Mi sono trovato molto male
In pratica, anche se pubblicizzato diversamente, le bande al di sotto (o al di sopra) di un certo peso molecolare non si vedevano... iniziai a predicare in cirillico con un accento di volgarità partenopeo.
Non perché non funzionasse il gel-red, ma perché non riuscivo a vedere un clone positivo, e le genotipizzazioni erano uscite tutte di un solo tipo.
Non ricordo cosa notai di strano, ma per fortuna dubitai dello staining.

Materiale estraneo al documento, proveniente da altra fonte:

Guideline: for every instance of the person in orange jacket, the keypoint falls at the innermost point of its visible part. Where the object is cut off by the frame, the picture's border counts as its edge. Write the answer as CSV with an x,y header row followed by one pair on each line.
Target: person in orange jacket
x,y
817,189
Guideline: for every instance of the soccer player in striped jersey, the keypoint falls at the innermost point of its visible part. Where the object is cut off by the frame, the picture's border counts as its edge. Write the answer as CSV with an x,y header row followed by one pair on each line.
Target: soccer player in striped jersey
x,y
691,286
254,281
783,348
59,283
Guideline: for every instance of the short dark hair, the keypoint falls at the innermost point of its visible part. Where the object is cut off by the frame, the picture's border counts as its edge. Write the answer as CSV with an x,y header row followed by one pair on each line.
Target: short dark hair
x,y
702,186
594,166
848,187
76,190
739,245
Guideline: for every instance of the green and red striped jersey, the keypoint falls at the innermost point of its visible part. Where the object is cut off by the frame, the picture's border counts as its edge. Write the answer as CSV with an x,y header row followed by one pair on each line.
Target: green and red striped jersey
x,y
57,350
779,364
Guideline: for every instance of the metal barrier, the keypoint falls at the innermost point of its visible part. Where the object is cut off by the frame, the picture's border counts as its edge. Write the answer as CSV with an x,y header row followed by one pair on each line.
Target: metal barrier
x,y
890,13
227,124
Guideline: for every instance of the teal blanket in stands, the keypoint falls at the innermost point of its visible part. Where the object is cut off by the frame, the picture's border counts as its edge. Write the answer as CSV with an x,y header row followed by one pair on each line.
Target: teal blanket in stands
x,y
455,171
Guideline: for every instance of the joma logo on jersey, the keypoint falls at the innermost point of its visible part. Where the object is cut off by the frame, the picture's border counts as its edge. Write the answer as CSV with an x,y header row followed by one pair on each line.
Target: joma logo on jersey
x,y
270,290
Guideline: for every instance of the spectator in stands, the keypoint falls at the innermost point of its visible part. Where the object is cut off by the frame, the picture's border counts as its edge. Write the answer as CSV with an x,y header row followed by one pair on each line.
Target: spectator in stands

Anche se pensavo che fosse una mossa alquanto disperata misi il gel in etidio bromuro e lo feci migrare controcorrente con l'etidio... quando l'editio raggiunse i campioni vidi comparire in modo miracoloso una fascia di bande prima letteralmente invisibili.
Ho mandato a quel paese quelli della ditta risalendo fino al 4 grado di parentela. Stavo per buttare una settimana di lavoro e tutto il kit di genotipizzazione.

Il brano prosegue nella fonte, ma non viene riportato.